Мери опустила голову и ничего не ответила. Она увидела в этом заявлении надежду, что Джек останется жив. А в его голосе она узнала знакомую нотку непреодолимого упорства.
— Я и за тобой приду, когда подойдет время, — сказал он, взглянув на нее страшными, исстрадавшимися глазами.
Девушка ничего не ответила, но рука ее дрожала, когда она подавала ему лекарство. Было что-то пророческое и жуткое в его исхудалом, осунувшемся лице и налитых кровью глазах.
— Тише, — прошептала она, — тише, не разговаривай!
— Я никогда не откажусь от тебя, — сказал он, — но сперва мне нужна Моника. — Странно! Произнося все это, он казался победителем.
ГЛАВА XXIII
Золото
Юноша Джек не встал больше с одра болезни. Встал мужчина, с которого слетело все ребяческое и мальчишеское, сменившееся непоколебимой отвагой.
Он был бледен, худ и выражение ангельской чистоты навсегда исчезло с его лица. Щеки слегка ввалились, но вместе со здоровьем и силой вернулась и красота. Но, конечно, это не была уже та красота, при виде которой женщины, подобные тете Матильде, восклицали: «Ах, какой милый мальчик!» Больше всего изменились его глаза. Темно-синие, преисполненные чувства и теплоты глаза мальчика были теперь полны непроницаемости. В них чувствовался знак смерти, который придавал им особую силу. Когда он начал ходить, то и в походке своей заметил перемену. Он иначе ставил ногу, иначе держался. Исчезла прежняя легкая, застенчивая походка. Он сам замечал суровую костлявость и прямоту своей осанки; но к этой костлявости он привык за время болезни и примирился с нею.
На следствии Джек совершенно справедливо заявил, что застрелил Казу в целях самозащиты. Когда он ехал, у него не было ни малейшего желания убить кого бы то ни было. Проезжая, он остановился у фермы «рыжих», чтобы поздороваться. Он выстрелил в Казу потому, что знал, что если он этого не сделает, то топор опустится на его голову. Герберт дал такие же показания. Таким образом, Джек остался на свободе. Имя Моники было упомянуто только раз, когда Джек сказал, что собирался ехать на юг, чтобы повидать ее, так как всегда ее очень любил. Никто не намекнул на то, что отцом ребенка был Казу, хотя и миссис Эллис и мистер Джордж знали это.

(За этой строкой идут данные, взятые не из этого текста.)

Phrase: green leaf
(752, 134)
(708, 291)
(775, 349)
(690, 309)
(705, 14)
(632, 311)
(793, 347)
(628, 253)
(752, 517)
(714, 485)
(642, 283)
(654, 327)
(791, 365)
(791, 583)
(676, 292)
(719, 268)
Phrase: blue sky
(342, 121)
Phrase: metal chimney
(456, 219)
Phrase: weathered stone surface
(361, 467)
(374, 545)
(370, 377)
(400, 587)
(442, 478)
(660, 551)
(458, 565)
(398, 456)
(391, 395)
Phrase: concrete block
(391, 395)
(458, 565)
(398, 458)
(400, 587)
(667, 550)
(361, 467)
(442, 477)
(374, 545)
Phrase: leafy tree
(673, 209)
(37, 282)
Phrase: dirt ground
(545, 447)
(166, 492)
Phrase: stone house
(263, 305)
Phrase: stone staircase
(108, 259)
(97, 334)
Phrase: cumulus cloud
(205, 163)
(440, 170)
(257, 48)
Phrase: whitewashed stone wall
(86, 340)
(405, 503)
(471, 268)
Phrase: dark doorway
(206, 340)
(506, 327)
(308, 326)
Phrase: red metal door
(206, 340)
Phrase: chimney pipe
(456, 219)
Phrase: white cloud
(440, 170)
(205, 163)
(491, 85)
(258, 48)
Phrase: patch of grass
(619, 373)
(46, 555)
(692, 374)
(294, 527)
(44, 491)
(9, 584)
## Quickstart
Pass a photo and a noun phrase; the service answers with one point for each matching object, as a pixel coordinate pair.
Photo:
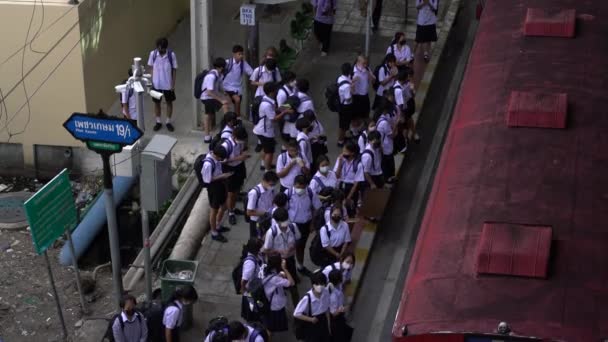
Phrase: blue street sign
(88, 127)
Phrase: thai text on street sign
(51, 211)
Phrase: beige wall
(81, 72)
(119, 31)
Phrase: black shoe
(219, 238)
(222, 229)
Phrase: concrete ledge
(364, 232)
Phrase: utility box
(156, 175)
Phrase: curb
(364, 242)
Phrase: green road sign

Позднее Джек спрашивал себя, что, собственно, заставило его в то утро заехать к «рыжим»? Хотел видеть Казу, вот почему. Но кто может сказать, ради какой неведомой причины? Смерть объяснили старой враждой, существовавшей между Джеком и Казу. Только старый Джордж подозревал правду, но он, с хитростью и бесстрашием австралийца, заставил идти правосудие по тому пути, который казался ему справедливым.
Тем временем он вел с Моникой и Перси переписку. Они были в Альбани и как раз намеревались отплыть в Мельбурн, где собирались жить по-семейному. Моника снова ожидала ребенка. Узнав об этом, мистер Джордж решил их предоставить собственной судьбе, но на всякий случай переговорил с Мери, которая заявила, что Джек хочет Монику во что бы то ни стало.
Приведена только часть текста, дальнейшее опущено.